Occasionally, my sister and I (being similarly “endowed”) talk about breast reduction surgeries. There’s no stigma around breast reductions, but I worry that for me, it wouldn’t be enough, that what I’d ask for would be unheard of. I know that sometimes trans women have breast augmentation surgeries. Yet, I’ve never heard of top surgery. Somehow, despite being an adult, a full twenty years old--and even though I know trans women exist--having never encountered a trans masculine person before, I don’t realize that they exist. That I could exist. That top surgery is an option, and maybe I don’t have to pray for death to survive.
2020
I’ve followed Katie to Arizona. When she received her early admission letter to Embry Riddle Aeronautical University in Prescott, Arizona during my senior year of college, I applied to Northern Arizona University for grad school. So now, in the fall of 2020, we’re living an hour and a half away from each other--close enough for her to visit on the weekends, far enough that I’m still a sister to her, not a stalker.

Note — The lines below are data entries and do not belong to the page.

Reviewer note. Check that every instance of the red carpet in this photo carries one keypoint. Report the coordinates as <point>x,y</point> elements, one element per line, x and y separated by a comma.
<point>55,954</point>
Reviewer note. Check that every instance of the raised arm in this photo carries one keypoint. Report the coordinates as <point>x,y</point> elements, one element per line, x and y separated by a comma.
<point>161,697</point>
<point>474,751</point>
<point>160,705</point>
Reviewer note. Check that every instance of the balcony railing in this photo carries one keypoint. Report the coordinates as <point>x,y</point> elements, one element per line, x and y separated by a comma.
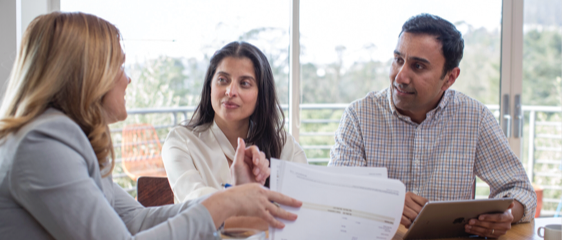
<point>542,141</point>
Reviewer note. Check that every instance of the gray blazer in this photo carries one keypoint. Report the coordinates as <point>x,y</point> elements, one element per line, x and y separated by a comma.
<point>51,187</point>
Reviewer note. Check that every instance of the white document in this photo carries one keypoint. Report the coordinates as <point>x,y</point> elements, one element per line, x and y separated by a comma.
<point>336,205</point>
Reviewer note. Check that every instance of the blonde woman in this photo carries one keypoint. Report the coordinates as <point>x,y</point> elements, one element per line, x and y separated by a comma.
<point>66,86</point>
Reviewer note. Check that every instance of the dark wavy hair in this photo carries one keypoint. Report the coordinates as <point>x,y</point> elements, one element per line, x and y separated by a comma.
<point>451,39</point>
<point>267,120</point>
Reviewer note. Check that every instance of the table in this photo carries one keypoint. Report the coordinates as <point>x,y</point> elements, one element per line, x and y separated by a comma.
<point>522,231</point>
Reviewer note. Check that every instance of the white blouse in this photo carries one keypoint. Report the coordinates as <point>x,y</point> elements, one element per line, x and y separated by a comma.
<point>196,163</point>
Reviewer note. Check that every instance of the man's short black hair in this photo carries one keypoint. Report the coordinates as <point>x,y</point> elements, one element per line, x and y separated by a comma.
<point>451,39</point>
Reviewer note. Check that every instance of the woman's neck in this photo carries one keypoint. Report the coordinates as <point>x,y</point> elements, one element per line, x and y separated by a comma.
<point>234,130</point>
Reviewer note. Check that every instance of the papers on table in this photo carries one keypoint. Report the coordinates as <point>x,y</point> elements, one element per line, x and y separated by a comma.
<point>338,202</point>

On Halloween, she comes to my apartment in Flagstaff, and my parents join us too, for a four-person, quarantine costume party. My parents wind themselves up in toilet paper--mummies. Katie puts on fangs, a corset, and dramatic makeup--a vampire. And I borrow her eyeshadow to color a blue arrow down my forehead: I’m Aang from Avatar the Last Airbender. A cartoon character,--also, a prepubescent boy.

Katie takes photos of me on my balcony. We carve pumpkins, guts up to our elbows, then crowd my couch to watch a movie. That’s when I tell my family that I’ve made an appointment to start HRT.

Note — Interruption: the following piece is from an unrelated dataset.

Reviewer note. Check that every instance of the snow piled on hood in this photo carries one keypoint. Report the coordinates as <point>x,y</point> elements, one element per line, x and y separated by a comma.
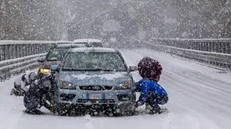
<point>109,76</point>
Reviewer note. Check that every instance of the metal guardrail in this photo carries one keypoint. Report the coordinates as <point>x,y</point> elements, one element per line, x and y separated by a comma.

In the evening, Katie offers me makeup wipes, and we stand in front of the mirror together, removing our faces. We talk about nothing. I want to ask her, sometimes, can you carry me?
2022
Katie still calls me her “sister” sometimes, and I don’t mind that. So much of my identity is rooted in our relationship, and for all the discomfort I feel in being perceived as a “woman”--I find “sister” fitting. I can be transmasculine and a sister.
Tomorrow morning I have a meeting with a psychiatrist, and I’ll be asking her for a letter of referral for top surgery. In June, I have an appointment with my primary care physician to ask her for another. With those two letters, I’ll be able to schedule a consultation for top surgery.
Katie jokes that we should make it a sister’s activity--she’ll get a reduction when I get top surgery and we can recover together. I’m a little miffed that she could just decide to get a reduction, while I have to get two professionals to recommend me for a surgery. But I still smile. The anger I felt as a kid makes more sense now: I know where to direct it.
With so much in the world to rage against, I find respite with my sister, for, when needed, we carry each other.